Eindruckerweckende riesige Platanen, uralte und eigenwillig geformte
Olivenbäume, undurchdringbare Hecken von Erdbeerbäumen, Lorbeer- und
Mastixsträuchern winden sich den Pfaden entlang, dunkelgrüne
Farngewächse wuchern über quirlige Bäche und exotische Blumen leuchten
auf in der Nähe von prasselnden Wasserfällen. Im Frühling nicken Ihnen
die Orchideen zu, meist inmitten einem Meer von anderen Boten des
Vorsommers, und dann, im Herbst, sind es die Früchte tragenden wilden
Weinreben, Feigen-, Apfel-, und Kastanienbäume, die Ihr Entzücken
erregen werden... Na, klingt das nicht, wie im Paradies?
Tja, und doch kann es plötzlich vorbei sein mit diesem paradiesischen
Zustand, nämlich dann, wenn Sie sich verirren. Aber, keine Sorge, so
ausgestorben, wie Ihnen die Landschaft gerade auch noch vorkommt, sie
ist es ja in Wirklichkeit nicht. Sie können nicht verloren gehen, denn
so weit können Sie sich gar nicht von der bewohnten, wenn auch hier und
da dünn besiedelten Welt entfernen, und nach kurzer Zeit werden Sie
sicherlich einen einsam vor sich hin werkelnden Bauern antreffen, den
Sie nach dem Weg fragen können.
Aber ich gebe zu, dass es manch einen Wanderfreund ärgern wird und er
den Spaß verliert, wenn er den einen oder anderen überflüssigen
Kilometer in unbekanntem Gebiet suchend auf sich nehmen muss,
insbesondere dann, obwohl er ein Wanderbuch Rat suchend bei sich trägt.
Aber es kann passieren, entweder, weil man unaufmerksam gelesen hat, die
Übersetzung falsch oder der Wanderführer überholt ist, weil natürlich
eine Landschaft sich über die Jahre verändern kann, denn Lesvos lebt:
Zäune wurden gezogen, ein schönes Feld wurde durch ein verschlossenes
Tor unzugänglich gemacht, Wege sind durch überwuchernde Hecken
unsichtbar geworden, angegebene wegweisende Bäche ausgetrocknet, Straßen
überspült und weggerissen und auf einmal ist ein beschriebener Sandweg
asphaltiert...
Autoren, die seriös sind und ihre Arbeit ernst nehmen, überprüfen daher
auch regelmäßig, ob die Routen in ihren veröffentlichten Büchern auch
noch stimmen und informieren die Leser auf ihren Internetseiten über
etwaige Veränderungen, wie z.B. Thomas Schröder, der jetzt im Mai die 5.
komplett überarbeitete Fassung des
Reiseführers
Lesbos im Michael Müller-Verlag veröffentlicht hat, der auch ein
Handbuch für gut beschriebene Wanderrouten ist.

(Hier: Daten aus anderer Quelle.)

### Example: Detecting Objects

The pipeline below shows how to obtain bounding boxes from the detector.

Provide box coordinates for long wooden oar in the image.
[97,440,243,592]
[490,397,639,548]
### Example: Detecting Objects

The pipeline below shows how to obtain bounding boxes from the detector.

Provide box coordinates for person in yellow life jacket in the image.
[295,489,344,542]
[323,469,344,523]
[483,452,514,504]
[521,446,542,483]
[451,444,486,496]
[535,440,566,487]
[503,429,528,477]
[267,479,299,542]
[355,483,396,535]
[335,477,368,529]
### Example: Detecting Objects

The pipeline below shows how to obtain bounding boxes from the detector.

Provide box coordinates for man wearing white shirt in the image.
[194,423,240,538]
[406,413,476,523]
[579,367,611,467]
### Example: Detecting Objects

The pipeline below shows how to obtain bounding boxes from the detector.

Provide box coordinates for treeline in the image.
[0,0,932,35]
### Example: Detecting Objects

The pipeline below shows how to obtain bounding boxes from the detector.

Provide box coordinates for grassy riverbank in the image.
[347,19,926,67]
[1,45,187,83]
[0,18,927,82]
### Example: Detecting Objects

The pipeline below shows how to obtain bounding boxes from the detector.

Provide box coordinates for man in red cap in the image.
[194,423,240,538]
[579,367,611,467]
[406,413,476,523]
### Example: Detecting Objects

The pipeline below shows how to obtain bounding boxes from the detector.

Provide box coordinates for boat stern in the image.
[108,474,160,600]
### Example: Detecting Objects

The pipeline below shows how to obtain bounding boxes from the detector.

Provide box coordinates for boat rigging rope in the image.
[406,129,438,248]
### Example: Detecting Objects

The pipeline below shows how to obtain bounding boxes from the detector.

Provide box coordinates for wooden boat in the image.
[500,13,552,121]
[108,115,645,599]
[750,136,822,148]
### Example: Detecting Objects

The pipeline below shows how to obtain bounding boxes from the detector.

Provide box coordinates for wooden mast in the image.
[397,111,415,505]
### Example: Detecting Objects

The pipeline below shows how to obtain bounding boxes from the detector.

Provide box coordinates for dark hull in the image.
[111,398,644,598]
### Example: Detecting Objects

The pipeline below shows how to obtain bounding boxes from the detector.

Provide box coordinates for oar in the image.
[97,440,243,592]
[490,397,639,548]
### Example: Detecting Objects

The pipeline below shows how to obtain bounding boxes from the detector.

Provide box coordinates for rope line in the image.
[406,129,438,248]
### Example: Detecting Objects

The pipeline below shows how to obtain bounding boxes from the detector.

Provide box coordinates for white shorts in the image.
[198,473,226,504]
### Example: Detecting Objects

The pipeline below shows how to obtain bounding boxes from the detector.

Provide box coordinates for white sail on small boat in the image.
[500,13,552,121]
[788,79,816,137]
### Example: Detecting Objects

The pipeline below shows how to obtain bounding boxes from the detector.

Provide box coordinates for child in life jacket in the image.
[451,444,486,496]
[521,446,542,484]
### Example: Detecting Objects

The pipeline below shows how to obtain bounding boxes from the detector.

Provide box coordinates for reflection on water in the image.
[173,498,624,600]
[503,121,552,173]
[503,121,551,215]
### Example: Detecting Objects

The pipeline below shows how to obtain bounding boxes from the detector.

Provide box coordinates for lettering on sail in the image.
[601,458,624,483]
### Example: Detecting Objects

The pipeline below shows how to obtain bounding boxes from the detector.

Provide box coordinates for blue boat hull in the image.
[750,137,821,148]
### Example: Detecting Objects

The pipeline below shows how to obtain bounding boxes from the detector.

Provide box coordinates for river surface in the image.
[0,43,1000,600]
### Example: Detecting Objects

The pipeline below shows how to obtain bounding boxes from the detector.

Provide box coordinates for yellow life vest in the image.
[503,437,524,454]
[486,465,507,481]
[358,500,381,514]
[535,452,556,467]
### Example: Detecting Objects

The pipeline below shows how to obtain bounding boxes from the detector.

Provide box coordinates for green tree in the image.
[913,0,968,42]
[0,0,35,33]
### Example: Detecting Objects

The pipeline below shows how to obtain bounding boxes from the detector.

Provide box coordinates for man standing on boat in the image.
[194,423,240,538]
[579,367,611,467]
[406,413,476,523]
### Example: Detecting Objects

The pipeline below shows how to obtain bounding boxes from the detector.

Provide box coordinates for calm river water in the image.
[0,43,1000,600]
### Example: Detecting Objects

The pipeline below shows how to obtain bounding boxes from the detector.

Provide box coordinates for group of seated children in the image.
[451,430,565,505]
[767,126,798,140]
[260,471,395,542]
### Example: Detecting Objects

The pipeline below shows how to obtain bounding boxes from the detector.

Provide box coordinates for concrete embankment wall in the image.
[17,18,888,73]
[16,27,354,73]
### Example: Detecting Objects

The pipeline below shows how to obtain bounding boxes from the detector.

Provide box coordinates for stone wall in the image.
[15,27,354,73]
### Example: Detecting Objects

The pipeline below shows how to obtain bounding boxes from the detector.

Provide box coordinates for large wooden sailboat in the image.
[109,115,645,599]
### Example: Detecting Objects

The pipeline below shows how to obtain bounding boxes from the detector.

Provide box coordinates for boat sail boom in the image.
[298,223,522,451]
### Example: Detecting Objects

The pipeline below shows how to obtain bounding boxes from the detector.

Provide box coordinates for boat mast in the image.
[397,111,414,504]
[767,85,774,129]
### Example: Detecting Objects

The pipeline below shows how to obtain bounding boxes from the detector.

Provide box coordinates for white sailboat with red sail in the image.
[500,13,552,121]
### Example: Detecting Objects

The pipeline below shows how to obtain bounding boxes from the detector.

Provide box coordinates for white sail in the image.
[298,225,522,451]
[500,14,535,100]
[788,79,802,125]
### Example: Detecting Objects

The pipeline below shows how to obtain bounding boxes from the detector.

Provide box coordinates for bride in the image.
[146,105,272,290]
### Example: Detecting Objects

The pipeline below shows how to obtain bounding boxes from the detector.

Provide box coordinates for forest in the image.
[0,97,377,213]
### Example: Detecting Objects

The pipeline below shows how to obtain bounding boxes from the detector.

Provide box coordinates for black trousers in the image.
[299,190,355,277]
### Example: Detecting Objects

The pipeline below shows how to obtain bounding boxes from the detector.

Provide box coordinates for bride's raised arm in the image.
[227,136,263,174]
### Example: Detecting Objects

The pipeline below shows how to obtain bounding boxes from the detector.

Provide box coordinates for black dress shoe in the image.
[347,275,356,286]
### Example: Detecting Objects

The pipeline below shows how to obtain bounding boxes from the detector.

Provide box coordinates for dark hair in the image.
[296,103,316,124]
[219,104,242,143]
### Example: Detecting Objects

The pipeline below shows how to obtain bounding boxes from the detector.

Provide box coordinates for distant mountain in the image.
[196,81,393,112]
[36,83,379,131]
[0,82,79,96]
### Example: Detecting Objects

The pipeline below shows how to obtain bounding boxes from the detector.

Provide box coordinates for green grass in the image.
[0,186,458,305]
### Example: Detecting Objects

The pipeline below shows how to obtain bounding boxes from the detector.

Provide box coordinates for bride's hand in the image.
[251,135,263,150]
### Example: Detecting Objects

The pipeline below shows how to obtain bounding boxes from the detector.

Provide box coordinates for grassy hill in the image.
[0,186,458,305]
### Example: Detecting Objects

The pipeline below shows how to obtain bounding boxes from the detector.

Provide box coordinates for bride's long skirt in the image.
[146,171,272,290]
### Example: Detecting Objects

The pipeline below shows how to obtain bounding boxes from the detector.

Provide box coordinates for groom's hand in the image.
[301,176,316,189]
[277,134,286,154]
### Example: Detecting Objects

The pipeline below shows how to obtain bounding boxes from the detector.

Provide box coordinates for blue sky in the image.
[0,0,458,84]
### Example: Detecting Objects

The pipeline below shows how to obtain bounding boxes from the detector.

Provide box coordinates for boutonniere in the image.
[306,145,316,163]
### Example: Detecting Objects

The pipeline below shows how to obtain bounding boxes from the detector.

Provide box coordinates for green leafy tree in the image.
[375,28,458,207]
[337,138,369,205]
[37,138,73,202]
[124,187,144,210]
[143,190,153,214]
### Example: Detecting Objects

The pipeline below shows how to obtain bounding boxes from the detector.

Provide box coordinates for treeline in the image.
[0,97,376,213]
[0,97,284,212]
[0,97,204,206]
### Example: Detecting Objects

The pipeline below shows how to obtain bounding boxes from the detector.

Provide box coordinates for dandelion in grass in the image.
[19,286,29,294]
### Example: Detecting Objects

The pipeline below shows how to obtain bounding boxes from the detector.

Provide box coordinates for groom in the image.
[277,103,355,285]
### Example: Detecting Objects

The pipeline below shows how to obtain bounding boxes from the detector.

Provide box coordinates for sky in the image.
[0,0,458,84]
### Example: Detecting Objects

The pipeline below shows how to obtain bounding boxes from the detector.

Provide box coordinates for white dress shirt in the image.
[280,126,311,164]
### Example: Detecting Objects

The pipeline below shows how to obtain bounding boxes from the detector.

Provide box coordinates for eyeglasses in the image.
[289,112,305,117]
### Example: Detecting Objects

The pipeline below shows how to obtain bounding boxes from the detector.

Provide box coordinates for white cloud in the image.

Ein weiteres positives
Beispiel dafür ist der Engländers Mike Maunder. Im Jahre 2000 brachte er
seine erste Ausgabe „Mithimna Walks“ auf den Markt. (Mithimna ist der
altgriechische, jetzt auch wieder offiziell (und sonst von niemand)
genutzte Name von Molyvos). Bereits ein Jahr später erschien die
korrigierte und erweiterte Fassung „On Foot in North Lesbos“, und die
dritte überarbeitete Auflage veröffentlichte er 2003.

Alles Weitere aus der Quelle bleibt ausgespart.